De oefening deed goed, en in 1992 vroeg ik hoe ik mijn oefening verder kon verdiepen. Come to the desert,[1] zei Roshi. Op mijn tegenwerpingen (familie, kinderen, enz.) antwoordde ze: Just look at the possibilities. Het bleek inderdaad mogelijk om alles zo te regelen dat ik in 1993 een maand naar de woestijn kon. Er was een grote vastberadenheid om tot bevrijding te komen, en Roshi deed er van haar kant alles aan om me daarin te ondersteunen. De woestijnomgeving hielp een handje mee. De verhelderende inzichten leidden ertoe dat ik in datzelfde jaar de geloften nam.

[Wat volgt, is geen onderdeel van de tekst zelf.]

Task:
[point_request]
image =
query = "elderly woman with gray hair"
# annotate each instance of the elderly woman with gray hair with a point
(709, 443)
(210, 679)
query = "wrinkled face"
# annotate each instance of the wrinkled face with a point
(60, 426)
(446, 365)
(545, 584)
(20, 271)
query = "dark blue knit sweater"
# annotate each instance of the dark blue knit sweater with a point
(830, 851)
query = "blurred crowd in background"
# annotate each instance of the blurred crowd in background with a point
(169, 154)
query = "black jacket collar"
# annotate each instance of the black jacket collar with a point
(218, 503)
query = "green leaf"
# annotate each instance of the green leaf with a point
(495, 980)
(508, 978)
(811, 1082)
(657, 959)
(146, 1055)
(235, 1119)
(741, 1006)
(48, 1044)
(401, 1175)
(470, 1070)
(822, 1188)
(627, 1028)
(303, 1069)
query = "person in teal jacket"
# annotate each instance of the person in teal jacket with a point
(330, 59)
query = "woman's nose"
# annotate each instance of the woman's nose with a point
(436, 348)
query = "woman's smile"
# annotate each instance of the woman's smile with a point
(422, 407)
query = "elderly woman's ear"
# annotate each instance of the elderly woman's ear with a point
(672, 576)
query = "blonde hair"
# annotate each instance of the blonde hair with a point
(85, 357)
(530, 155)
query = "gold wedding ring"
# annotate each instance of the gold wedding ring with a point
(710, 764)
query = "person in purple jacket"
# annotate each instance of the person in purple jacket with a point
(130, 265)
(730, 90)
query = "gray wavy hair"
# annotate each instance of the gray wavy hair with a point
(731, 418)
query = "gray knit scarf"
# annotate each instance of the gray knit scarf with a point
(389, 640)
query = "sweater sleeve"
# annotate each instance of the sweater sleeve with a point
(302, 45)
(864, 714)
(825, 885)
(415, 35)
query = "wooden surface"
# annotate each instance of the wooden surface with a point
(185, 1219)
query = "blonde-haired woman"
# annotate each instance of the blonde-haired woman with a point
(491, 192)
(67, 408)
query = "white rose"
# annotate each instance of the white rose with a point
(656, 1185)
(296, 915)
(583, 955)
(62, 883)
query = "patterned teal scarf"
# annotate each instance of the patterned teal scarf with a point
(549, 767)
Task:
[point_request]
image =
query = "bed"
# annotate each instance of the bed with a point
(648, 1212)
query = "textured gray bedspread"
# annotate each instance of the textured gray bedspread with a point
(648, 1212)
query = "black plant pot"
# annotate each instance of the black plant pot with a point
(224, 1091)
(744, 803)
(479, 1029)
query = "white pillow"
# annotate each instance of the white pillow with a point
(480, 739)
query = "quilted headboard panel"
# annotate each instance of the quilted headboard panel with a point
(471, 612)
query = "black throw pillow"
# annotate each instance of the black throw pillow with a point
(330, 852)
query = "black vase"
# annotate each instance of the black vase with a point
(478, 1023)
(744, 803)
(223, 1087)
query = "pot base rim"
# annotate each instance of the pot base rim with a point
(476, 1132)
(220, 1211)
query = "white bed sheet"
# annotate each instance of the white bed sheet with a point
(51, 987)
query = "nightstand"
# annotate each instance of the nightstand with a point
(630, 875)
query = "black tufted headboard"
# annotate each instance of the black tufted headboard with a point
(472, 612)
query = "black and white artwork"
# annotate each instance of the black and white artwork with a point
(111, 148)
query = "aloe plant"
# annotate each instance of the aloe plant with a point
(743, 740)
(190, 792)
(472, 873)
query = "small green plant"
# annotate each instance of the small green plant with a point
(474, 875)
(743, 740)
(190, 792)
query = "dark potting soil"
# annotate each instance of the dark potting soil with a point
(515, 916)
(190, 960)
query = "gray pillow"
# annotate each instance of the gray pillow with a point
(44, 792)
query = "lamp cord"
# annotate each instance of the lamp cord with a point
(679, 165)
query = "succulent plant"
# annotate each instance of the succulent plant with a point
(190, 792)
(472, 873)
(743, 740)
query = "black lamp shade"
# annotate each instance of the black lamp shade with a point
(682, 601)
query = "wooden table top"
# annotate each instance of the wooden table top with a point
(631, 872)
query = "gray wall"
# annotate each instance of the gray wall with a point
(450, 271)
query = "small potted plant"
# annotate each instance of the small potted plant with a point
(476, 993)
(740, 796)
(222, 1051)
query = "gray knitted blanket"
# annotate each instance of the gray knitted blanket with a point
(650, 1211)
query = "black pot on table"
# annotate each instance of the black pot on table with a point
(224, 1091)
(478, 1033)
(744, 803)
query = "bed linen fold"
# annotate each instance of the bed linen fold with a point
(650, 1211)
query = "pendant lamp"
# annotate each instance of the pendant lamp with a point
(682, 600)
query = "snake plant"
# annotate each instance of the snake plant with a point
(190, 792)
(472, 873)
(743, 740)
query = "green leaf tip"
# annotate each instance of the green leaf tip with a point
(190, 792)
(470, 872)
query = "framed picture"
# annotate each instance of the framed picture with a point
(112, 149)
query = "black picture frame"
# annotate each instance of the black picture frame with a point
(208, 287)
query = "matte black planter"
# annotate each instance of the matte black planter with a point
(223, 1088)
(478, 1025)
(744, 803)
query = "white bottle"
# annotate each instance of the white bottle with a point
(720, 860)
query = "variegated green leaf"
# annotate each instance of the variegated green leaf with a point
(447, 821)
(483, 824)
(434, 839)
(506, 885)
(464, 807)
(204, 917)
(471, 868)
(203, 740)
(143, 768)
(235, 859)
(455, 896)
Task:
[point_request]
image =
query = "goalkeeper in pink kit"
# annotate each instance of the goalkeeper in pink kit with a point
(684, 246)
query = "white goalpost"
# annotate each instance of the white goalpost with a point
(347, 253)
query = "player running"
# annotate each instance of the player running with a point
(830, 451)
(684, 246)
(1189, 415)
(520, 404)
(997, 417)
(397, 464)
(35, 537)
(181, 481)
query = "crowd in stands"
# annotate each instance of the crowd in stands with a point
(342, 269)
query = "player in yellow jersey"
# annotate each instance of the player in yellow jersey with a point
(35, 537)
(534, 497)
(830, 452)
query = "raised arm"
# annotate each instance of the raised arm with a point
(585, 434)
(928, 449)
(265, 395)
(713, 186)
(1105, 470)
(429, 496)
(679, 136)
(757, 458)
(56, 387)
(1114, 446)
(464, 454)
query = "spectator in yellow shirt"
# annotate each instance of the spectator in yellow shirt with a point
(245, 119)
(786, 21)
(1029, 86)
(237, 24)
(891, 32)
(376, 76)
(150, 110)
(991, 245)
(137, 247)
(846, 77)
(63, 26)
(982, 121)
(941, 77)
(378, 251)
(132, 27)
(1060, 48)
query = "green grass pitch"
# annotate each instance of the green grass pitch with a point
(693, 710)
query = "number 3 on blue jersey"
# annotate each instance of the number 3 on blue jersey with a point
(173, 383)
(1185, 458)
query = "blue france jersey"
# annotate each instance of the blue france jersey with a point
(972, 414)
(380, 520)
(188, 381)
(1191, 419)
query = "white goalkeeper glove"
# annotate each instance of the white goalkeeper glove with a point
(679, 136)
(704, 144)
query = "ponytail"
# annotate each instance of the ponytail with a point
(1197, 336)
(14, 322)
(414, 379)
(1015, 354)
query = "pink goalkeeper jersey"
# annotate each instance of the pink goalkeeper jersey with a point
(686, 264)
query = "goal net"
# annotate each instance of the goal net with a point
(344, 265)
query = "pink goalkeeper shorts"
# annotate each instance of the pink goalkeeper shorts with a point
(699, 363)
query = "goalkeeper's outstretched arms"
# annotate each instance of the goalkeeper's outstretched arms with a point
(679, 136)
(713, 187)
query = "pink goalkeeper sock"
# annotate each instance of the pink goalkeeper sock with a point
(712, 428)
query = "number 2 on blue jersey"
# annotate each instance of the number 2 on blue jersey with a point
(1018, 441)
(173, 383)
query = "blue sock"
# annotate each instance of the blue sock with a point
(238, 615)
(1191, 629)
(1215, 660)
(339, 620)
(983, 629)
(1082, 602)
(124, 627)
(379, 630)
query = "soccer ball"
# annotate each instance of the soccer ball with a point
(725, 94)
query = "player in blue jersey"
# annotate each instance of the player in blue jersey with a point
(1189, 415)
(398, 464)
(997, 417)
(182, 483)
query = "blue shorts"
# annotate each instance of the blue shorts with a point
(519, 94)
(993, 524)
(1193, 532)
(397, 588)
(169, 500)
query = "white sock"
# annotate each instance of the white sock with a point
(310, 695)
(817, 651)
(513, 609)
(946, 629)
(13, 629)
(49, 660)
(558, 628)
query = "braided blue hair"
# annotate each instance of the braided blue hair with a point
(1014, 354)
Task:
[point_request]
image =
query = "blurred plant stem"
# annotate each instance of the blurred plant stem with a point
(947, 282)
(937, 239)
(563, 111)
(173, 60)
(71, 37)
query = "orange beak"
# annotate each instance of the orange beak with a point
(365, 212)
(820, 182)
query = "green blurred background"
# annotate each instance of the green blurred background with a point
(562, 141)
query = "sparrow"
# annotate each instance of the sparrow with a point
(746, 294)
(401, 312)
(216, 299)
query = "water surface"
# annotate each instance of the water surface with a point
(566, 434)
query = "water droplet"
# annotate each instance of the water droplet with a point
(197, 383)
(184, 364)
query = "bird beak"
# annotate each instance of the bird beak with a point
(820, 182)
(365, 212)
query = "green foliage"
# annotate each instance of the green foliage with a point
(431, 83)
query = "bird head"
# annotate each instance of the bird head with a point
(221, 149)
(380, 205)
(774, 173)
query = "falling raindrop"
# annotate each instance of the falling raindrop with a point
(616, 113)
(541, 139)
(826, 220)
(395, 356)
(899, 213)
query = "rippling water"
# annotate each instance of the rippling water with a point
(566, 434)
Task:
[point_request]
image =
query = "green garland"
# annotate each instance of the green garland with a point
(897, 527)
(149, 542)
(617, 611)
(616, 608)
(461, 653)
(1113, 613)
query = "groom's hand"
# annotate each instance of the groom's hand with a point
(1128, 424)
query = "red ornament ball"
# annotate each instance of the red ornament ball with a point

Sindsdien bleef ik sesshins doen met Roshi in de woestijn en in Nederland.
In 1994, bijna aan het einde van een sesshin op de Tiltenberg, kwam Roshi op een middag tijdens zazen binnen. Ze was in diepe samadhi met een groot licht om haar heen. Ze ging voor in de zendo zitten. Ik kon mijn ogen niet van haar afhouden, zo fascinerend was het. Wij gingen na de zazen naar buiten voor kinhin. Weer terugkomend in de zendo zat ze er nog steeds, in dat licht, volkomen sereen. Toen ik weer naar haar keek kwam de gedachte in mij op: Ik wil ook non worden. En iets in mij bevestigde dat. Na een lange tijd stond Roshi moeiteloos op, en schreed ze de zendo uit.
Ik ging naar Roshi toe om haar enthousiast te vertellen over mijn non worden. Maar… hoe doe je dat met een gezin? Roshi zei: Do not worry! When you turn towards the Dharma, the Dharma will take care of your family. En dat is waar gebleken.
In 1995 werd ik geordineerd: een prachtige dag in mijn leven.
Daarna was er meer intensieve training. Roshi was strikt daarin. Het was soms zwaar te verduren, maar het heeft niet alleen veel bevrijdende inzichten opgeleverd, maar ook een groot vertrouwen.
Roshi kon de geest van anderen lezen. In de tijd dat ik bij haar woonde in LA, riep ze me soms om Dharma-onderricht te geven. Dat ging dan over wat er op dat moment in mijn geest omging.
Roshi kon heel sturend zijn, maar als ze voelde dat de beslissing die je nam uit wijsheid voortkwam, zei ze: Ok, go ahead.
Wat ik meeneem in mijn hart is grote dankbaarheid voor de tijd en de moeite die ze zich heeft getroost om iedereen, ook mij, te trainen. Haar toewijding aan de Dharma, er helemaal voor gaan, inspireren en helpen mij nog steeds. Dank je wel, Roshi!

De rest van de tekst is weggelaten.